We were happy to leave Anchorage and the flu bug that got me down there. UGH! Too bad we can't leave behind the yucky stuff when we're on "vacation." I did feel sorry for myself that I was so far away from home and sick. I guess I was "homesick."
The highway to Seward began along Turnagain Arm and was an estuary for all kinds of interesting birds. Then the scenery changed to rugged snow-capped mountains. Another WOW! Seward is the only town along the eastern side of the Kenai Peninsula. We dry camped in a city lot along the water, facing Resurrection Bay and surrounded by mountains. The view again was breathtaking. The bay was named by an explorer who arrived in its protected and calm waters on Easter Sunday, dubbing it Resurrection Bay. Unfortunately I passed along the flu bug to Terry who took his turn in bed.
We took a cruise of the Kenai Fjord National Park and lucked out with seeing marine animals - humpback whales, orca whales, harbor seals, stellar sea lions, bald eagles, puffins and Dall porpoises. The highlight for us was the Holgate Glacier, the one behind us in the photo. The
color is actually blue. The naturalist explained that all colors of light rays go through the ice with the exception of the shortest blue color captured inside the ice. Alas the color blue. This glacier is at least 100 feet deep and very impressive. This was one of the attractions offered in the Alaska coupon book, which has many two for one price offers. It was well worth the $100 cost.

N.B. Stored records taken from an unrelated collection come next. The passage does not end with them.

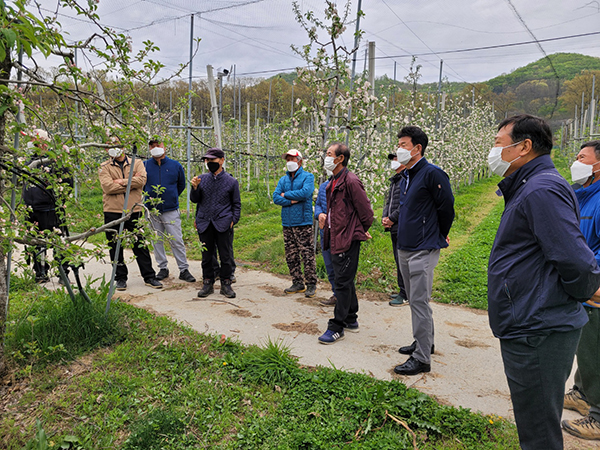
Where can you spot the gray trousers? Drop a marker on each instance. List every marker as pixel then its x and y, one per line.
pixel 168 226
pixel 417 273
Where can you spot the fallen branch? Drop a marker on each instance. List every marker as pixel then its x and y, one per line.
pixel 401 422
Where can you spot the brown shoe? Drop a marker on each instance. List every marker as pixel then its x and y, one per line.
pixel 575 401
pixel 329 302
pixel 586 428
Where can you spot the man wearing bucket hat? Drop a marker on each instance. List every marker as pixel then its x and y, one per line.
pixel 294 194
pixel 218 197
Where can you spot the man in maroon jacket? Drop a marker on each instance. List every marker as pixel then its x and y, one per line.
pixel 348 219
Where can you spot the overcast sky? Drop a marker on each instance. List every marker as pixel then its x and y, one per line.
pixel 256 35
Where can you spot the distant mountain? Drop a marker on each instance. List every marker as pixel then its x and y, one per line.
pixel 567 65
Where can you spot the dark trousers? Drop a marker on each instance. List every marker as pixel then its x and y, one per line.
pixel 587 376
pixel 140 250
pixel 216 265
pixel 44 220
pixel 345 266
pixel 401 287
pixel 222 242
pixel 537 368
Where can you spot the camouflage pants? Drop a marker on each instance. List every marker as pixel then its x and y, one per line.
pixel 298 242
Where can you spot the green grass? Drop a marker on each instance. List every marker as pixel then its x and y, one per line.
pixel 159 384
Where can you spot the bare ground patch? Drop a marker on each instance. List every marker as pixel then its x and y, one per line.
pixel 240 312
pixel 274 291
pixel 469 343
pixel 300 327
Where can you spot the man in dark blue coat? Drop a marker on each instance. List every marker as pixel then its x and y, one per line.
pixel 540 271
pixel 424 219
pixel 218 197
pixel 166 181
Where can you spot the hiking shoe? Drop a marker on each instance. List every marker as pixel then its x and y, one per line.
pixel 311 290
pixel 207 289
pixel 574 400
pixel 294 288
pixel 585 428
pixel 398 301
pixel 351 327
pixel 162 274
pixel 153 283
pixel 226 289
pixel 331 301
pixel 410 349
pixel 185 275
pixel 331 337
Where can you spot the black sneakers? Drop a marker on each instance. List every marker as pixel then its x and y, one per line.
pixel 162 274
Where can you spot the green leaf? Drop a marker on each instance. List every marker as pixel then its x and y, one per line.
pixel 10 37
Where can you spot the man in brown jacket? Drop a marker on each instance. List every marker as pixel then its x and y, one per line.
pixel 348 220
pixel 113 175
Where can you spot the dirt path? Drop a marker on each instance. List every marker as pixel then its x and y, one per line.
pixel 466 368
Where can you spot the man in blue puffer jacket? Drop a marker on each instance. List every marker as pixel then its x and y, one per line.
pixel 294 194
pixel 166 181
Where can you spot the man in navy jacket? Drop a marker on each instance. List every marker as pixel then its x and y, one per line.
pixel 540 271
pixel 424 219
pixel 166 181
pixel 294 194
pixel 218 197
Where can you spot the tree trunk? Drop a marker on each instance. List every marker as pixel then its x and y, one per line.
pixel 5 68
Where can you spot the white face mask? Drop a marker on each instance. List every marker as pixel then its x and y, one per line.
pixel 580 172
pixel 496 163
pixel 404 155
pixel 291 166
pixel 115 152
pixel 157 152
pixel 329 164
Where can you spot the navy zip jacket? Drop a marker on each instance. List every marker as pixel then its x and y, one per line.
pixel 391 205
pixel 426 208
pixel 540 267
pixel 169 175
pixel 300 188
pixel 218 199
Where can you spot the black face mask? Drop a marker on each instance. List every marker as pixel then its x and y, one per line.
pixel 213 166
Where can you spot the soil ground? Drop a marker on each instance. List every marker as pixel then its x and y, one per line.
pixel 466 369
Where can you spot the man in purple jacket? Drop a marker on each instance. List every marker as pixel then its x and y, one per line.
pixel 218 197
pixel 348 220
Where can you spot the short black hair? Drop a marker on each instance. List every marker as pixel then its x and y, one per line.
pixel 341 149
pixel 536 129
pixel 416 135
pixel 595 144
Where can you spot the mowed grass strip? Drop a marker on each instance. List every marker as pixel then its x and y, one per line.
pixel 156 384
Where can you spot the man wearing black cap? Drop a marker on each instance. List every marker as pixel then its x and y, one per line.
pixel 391 211
pixel 218 197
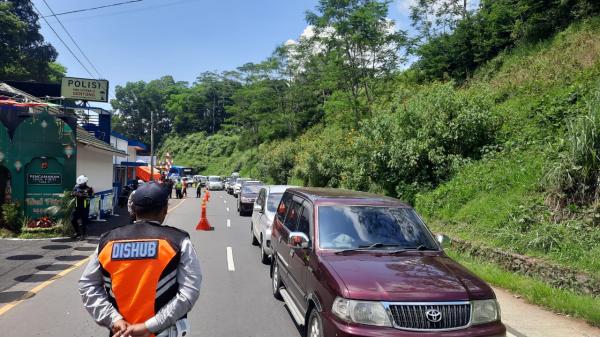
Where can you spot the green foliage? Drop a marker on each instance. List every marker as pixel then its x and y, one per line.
pixel 24 54
pixel 575 177
pixel 136 101
pixel 534 291
pixel 459 46
pixel 11 216
pixel 357 44
pixel 276 161
pixel 431 135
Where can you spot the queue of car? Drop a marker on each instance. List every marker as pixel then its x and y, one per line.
pixel 357 264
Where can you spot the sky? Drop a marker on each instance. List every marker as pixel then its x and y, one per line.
pixel 183 38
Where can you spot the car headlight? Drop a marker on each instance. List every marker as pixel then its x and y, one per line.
pixel 361 312
pixel 485 311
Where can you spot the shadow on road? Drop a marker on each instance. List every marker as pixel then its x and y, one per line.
pixel 56 247
pixel 34 277
pixel 71 257
pixel 24 257
pixel 53 267
pixel 9 296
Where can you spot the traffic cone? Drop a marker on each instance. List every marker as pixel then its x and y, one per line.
pixel 203 224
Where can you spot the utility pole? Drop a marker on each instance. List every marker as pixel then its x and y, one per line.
pixel 151 145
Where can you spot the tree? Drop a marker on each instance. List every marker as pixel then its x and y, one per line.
pixel 24 55
pixel 136 101
pixel 359 45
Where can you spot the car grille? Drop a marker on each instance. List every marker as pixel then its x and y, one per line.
pixel 414 316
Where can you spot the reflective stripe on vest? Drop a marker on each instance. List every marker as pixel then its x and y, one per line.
pixel 135 268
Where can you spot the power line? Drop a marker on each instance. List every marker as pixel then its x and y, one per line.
pixel 93 8
pixel 61 40
pixel 72 39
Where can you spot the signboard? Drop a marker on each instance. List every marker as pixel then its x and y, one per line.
pixel 37 203
pixel 44 179
pixel 84 89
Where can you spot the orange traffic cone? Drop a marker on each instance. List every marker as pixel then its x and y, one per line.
pixel 203 224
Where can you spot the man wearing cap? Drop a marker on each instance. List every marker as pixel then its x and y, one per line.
pixel 143 278
pixel 83 194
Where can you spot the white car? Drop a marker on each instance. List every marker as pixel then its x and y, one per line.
pixel 263 214
pixel 215 183
pixel 238 185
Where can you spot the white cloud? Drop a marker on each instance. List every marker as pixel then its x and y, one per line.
pixel 404 5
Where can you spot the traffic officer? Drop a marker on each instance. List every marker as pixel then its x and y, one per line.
pixel 83 194
pixel 143 278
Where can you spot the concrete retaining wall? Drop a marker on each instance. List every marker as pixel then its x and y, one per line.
pixel 555 275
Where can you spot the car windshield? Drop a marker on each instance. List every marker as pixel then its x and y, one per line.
pixel 349 227
pixel 249 190
pixel 273 201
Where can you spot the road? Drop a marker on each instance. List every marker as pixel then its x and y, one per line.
pixel 235 300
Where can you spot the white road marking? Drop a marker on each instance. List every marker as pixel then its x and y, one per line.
pixel 230 265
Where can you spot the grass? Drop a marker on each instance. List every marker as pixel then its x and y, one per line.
pixel 536 292
pixel 5 233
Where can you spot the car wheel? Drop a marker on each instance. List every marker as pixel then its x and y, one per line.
pixel 264 258
pixel 254 241
pixel 315 325
pixel 276 280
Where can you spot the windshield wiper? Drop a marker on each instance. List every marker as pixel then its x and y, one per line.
pixel 420 248
pixel 367 247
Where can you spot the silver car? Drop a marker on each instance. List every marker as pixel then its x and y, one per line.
pixel 238 185
pixel 263 213
pixel 215 183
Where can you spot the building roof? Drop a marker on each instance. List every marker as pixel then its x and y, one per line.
pixel 83 136
pixel 86 138
pixel 332 194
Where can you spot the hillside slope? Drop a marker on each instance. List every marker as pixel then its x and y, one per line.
pixel 472 159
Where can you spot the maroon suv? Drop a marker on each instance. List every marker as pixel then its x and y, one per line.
pixel 357 264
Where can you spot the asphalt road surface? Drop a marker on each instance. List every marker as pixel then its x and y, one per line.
pixel 235 299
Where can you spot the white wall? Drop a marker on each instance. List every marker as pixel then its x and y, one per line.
pixel 97 166
pixel 120 144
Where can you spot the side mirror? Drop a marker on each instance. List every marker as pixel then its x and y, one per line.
pixel 443 240
pixel 298 240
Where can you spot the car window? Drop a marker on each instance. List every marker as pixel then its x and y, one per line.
pixel 261 197
pixel 273 201
pixel 305 219
pixel 344 227
pixel 283 207
pixel 292 216
pixel 251 189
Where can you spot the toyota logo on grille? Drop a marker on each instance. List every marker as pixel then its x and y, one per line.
pixel 433 315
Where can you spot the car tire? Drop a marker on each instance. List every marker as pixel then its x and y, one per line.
pixel 315 324
pixel 276 283
pixel 254 240
pixel 264 257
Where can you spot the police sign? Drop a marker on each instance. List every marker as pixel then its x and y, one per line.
pixel 84 89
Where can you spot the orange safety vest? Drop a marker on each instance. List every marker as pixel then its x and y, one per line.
pixel 139 264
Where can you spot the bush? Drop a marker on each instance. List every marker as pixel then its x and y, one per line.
pixel 575 177
pixel 11 216
pixel 431 135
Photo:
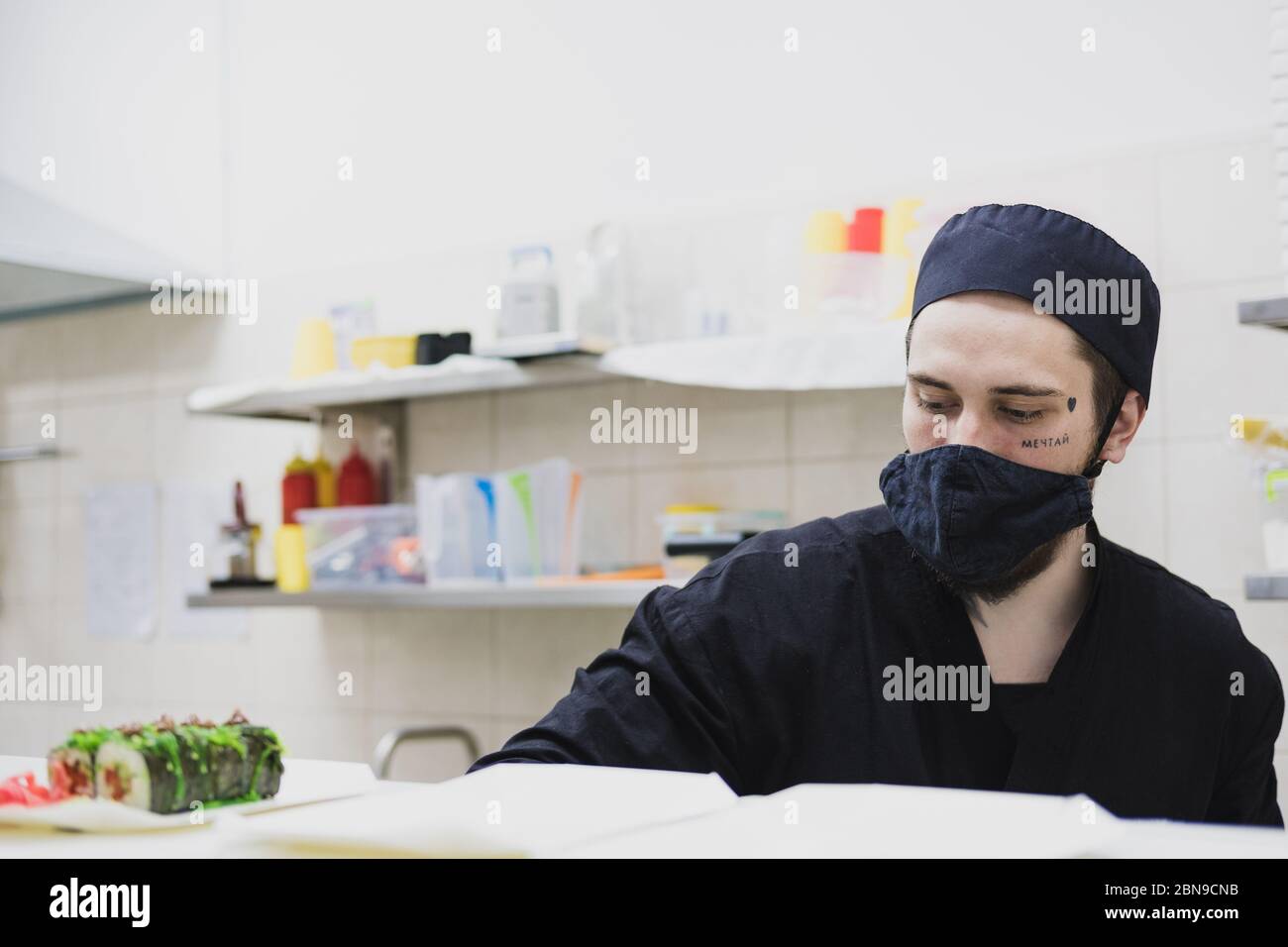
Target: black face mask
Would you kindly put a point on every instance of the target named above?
(975, 515)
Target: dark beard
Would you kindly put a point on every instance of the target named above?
(1000, 589)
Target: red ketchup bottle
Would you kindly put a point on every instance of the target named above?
(299, 488)
(357, 482)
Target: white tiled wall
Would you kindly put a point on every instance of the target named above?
(115, 380)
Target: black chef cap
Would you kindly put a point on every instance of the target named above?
(1060, 262)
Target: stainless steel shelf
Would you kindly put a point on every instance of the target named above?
(595, 594)
(1266, 586)
(308, 399)
(1265, 312)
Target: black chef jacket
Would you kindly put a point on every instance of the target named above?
(769, 667)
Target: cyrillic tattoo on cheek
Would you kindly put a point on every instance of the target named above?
(1046, 441)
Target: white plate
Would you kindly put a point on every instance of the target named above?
(303, 781)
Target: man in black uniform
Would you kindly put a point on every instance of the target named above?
(977, 630)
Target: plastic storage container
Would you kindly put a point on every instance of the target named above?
(362, 547)
(1274, 519)
(696, 535)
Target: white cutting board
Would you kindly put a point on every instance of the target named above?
(513, 809)
(303, 781)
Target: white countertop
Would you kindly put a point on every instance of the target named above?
(605, 812)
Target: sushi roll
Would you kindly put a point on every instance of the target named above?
(166, 767)
(71, 766)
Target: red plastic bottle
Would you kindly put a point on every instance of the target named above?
(299, 488)
(357, 482)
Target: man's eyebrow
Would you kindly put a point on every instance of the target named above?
(928, 381)
(1026, 390)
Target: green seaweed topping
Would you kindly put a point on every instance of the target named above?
(88, 741)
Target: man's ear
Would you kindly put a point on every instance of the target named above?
(1129, 418)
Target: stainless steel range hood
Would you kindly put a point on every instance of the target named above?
(52, 258)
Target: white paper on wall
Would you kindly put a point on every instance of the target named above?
(121, 561)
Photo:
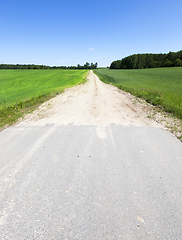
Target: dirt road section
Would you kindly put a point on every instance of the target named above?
(93, 103)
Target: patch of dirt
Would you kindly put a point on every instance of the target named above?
(97, 103)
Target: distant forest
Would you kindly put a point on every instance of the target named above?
(149, 60)
(33, 66)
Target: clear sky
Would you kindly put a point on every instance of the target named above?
(71, 32)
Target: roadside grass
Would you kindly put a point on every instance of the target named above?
(159, 86)
(21, 91)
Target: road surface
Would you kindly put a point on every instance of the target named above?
(98, 177)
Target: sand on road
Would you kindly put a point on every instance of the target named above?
(91, 103)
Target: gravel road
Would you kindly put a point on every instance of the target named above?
(89, 164)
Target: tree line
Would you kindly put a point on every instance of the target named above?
(149, 60)
(33, 66)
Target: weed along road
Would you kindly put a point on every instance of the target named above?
(89, 164)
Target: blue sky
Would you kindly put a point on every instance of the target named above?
(56, 32)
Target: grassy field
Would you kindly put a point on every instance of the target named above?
(159, 86)
(22, 90)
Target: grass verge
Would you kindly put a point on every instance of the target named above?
(161, 87)
(21, 91)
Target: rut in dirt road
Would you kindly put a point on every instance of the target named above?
(92, 103)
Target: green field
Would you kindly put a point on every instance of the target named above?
(23, 90)
(159, 86)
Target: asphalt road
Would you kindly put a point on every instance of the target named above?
(90, 182)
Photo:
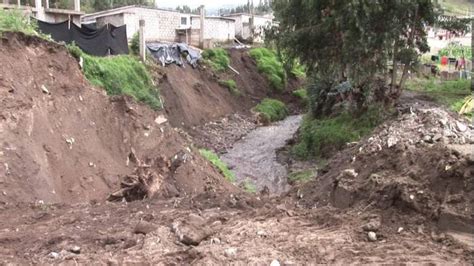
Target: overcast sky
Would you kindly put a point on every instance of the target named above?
(196, 3)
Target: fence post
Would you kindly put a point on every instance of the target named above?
(141, 34)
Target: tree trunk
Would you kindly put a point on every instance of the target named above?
(394, 68)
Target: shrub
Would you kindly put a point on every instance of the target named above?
(302, 176)
(231, 85)
(321, 137)
(218, 163)
(268, 64)
(217, 58)
(135, 44)
(302, 94)
(272, 110)
(14, 20)
(122, 74)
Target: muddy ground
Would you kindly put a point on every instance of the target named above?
(354, 211)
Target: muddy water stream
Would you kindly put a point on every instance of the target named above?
(254, 157)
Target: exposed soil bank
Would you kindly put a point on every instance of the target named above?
(254, 157)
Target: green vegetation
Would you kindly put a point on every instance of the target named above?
(231, 85)
(456, 51)
(451, 93)
(119, 75)
(249, 186)
(302, 94)
(14, 20)
(301, 176)
(268, 64)
(135, 44)
(321, 137)
(218, 163)
(272, 110)
(217, 58)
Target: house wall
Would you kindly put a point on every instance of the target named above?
(217, 29)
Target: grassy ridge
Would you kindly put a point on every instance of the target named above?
(218, 163)
(122, 74)
(272, 110)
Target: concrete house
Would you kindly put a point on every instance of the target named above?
(242, 25)
(165, 25)
(46, 13)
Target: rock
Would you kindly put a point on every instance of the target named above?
(75, 249)
(189, 234)
(44, 89)
(196, 219)
(461, 127)
(427, 139)
(391, 141)
(437, 137)
(53, 255)
(230, 252)
(372, 236)
(373, 225)
(350, 172)
(275, 263)
(144, 227)
(160, 119)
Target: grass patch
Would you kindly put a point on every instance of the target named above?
(15, 21)
(301, 94)
(322, 137)
(249, 186)
(272, 110)
(119, 75)
(301, 176)
(231, 85)
(218, 163)
(217, 58)
(269, 64)
(452, 93)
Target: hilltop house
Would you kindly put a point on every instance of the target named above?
(46, 13)
(242, 25)
(165, 25)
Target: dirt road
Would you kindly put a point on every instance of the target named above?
(254, 157)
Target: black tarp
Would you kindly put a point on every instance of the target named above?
(101, 42)
(171, 53)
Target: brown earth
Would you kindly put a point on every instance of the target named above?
(62, 140)
(193, 97)
(49, 138)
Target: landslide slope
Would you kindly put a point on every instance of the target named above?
(63, 140)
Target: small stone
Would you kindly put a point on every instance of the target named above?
(44, 89)
(350, 172)
(160, 119)
(53, 255)
(427, 139)
(144, 227)
(75, 249)
(275, 263)
(372, 236)
(461, 127)
(230, 252)
(373, 225)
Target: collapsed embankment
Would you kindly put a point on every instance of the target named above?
(63, 140)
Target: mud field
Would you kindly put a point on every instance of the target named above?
(401, 196)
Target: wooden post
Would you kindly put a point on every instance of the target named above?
(141, 35)
(201, 31)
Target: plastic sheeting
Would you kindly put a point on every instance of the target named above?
(101, 42)
(172, 53)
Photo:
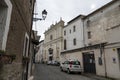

We visited the Alaska Marine Center where we learned that Spot Shrimp, the most commercially valuable shrimp here, spends its first 3 years as a male and last 3 as a female. What a learning curve they have!
We had lots of rain during our time here so decided to just get out and do what we wanted. We hiked the Exit Glacier, a beautiful view but not much of a hike. So we decided to try the Hastings Icefield Trail where we could view the glacier and ice fields from above. Yikes! This was the most rigorous hike to date with lots of steep, rocky terrain and mountain creeks and lots of icy snow. We made it back alive and won't forget that one.
Now on
to the west side of the Kenai Peninsula. This time we opted for full hookups at a park on a cliff overlooking Cook Inlet and the mouth of the Kenai River, and sitting across from 3 volcanoes. The Redoubt Volcano in the photo rises over 10,000 feet. Another gorgeous view. And there is a path that leads down to a large dark-sand beach which goes on for miles. Harley can go off-leash and she loves that. There are operational oil rigs along the beach. Word has it that the Cook Inlet tides here are second in force and size only to the Bay of Fundy in New Brunswick.
Today is the fourth of July so I went to a parade and met Terry there after his unfruitful fishing trip. It was weird going alone but I met a woman standing beside me and engaged in one of the best discussions I have had since leaving friends and family in Michigan! She works with the native tribe here in several capacities and has many inspiring missions in life. Thank you Lou!
The photo shows the architectural remains of the Russian presence in this "burrough," the Russian Orthodox Church in
Old Town Kenai which we toured.
It is said that there are many salmon in the rivers here. However, they have done well in eluding us to date. I have even taken up the rod and reel. Terry and friend Bill went out on a charter boat on the Kenai fishing for king salmon this morning at 5:30 AM in the pouring rain. They arrived back at noon empty handed. Depending on who you talk to here, the second "run" of reds and kings either has or has not begun. In my estimation either they have not arrived or we are all very challenged fisher people. There is still hope with one more day here and a week in Homer. There the guys will go out on a halibut fishing charter, a more sure bet than salmon. If no luck we will be forced to purchase the fish that we thought would be such easy catch!